Running AI models is starting to feel a lot like a game of memory. When people talk about the cost of AI infrastructure, the conversation usually centers on Nvidia GPUs — and for good reason. But increasingly, memory itself is becoming just as critical. In fact, as hyperscale companies prepare to pour billions into new data centers, the price of DRAM chips has jumped roughly sevenfold over the past year.
At the same time, there’s a growing focus on how memory is orchestrated. Making sure the right data reaches the right AI agent at the right time is becoming an art — and a science. Companies that master this can handle the same queries with fewer tokens. In a space where efficiency often makes the difference between profit and loss, that’s a huge competitive advantage.
Semiconductor analyst Doug O’Laughlin dives into this topic on his Substack, chatting with Val Bercovici, chief AI officer at Weka. Both come from a semiconductor background, so the discussion leans heavily into the hardware side of things. But the implications for AI software are massive.
One particularly striking insight comes from Bercovici’s take on Anthropic’s prompt-caching documentation. He notes that it has become surprisingly complex:
“The tell is if we go to Anthropic’s prompt caching pricing page. It started off as a very simple page six or seven months ago, especially as Claude Code was launching — just ‘use caching, it’s cheaper.’ Now it’s an encyclopedia of advice on exactly how many cache writes to pre-buy. You’ve got 5-minute tiers, which are very common across the industry, or 1-hour tiers — and nothing above. That’s a really important tell. Then of course you’ve got all sorts of arbitrage opportunities around the pricing for cache reads based on how many cache writes you’ve pre-purchased.”
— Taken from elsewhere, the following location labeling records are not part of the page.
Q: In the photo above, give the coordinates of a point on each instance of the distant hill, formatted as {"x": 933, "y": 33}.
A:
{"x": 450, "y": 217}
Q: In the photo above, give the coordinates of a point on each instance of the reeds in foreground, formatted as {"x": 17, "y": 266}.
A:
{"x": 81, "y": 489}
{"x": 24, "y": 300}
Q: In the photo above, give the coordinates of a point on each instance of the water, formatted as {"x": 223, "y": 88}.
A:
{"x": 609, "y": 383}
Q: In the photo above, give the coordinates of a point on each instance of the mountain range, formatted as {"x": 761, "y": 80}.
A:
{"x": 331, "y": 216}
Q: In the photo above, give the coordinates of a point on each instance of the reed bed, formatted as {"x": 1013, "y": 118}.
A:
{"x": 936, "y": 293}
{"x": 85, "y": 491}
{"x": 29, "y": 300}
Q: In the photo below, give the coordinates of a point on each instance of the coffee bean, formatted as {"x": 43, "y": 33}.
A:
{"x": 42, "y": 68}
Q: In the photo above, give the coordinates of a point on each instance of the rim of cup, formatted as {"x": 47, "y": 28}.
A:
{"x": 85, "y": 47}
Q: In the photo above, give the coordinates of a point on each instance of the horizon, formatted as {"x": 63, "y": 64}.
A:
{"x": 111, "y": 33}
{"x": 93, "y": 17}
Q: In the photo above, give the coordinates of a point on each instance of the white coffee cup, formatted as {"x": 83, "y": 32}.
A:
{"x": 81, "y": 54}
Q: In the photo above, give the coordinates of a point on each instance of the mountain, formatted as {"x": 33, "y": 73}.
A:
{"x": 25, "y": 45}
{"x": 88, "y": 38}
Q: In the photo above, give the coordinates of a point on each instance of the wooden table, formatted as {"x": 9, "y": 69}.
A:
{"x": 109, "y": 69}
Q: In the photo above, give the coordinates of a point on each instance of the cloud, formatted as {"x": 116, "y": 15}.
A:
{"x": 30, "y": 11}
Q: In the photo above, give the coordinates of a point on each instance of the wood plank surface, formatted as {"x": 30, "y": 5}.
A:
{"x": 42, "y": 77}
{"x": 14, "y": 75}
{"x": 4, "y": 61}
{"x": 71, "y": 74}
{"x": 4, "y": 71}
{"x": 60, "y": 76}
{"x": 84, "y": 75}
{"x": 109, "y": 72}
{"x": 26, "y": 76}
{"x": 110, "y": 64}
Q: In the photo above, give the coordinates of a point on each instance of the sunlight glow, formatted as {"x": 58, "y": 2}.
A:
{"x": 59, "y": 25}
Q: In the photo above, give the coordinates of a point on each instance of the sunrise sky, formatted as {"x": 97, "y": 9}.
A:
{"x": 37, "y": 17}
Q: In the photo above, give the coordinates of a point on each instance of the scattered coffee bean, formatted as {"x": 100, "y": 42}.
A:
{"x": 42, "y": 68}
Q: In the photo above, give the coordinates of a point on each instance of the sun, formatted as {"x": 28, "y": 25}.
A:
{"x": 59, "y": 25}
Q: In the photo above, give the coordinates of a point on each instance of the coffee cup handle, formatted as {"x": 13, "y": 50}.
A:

The main idea here is that Claude’s model only holds your prompt in cached memory for a limited time. You can pay for a short 5-minute window or a longer 1-hour window. Accessing data that’s still in the cache is far cheaper, so smart memory management can save a lot of money. But there’s a catch: every new piece of data added to a query can bump something else out of the cache.
This might sound technical, but the takeaway is simple: memory management in AI is becoming a major differentiator. Companies that get it right are likely to pull ahead.
There’s still plenty of room to innovate. Back in October, I wrote about a startup called Tensormesh, which is tackling cache optimization — one layer in the larger memory stack. But opportunities exist throughout the system. Lower in the stack, for example, engineers are figuring out when to use DRAM versus HBM in data centers, a decision that affects speed and cost. Higher up, end users are experimenting with how to structure multiple AI models (or “swarms”) to make the most of shared memory.
The benefits are clear: better memory orchestration means fewer tokens used, cheaper inference, and more efficient AI. At the same time, model architectures themselves are improving at processing tokens, further driving costs down. As server costs drop, applications that currently seem unprofitable could soon become viable — opening the door to new AI-driven businesses and innovations.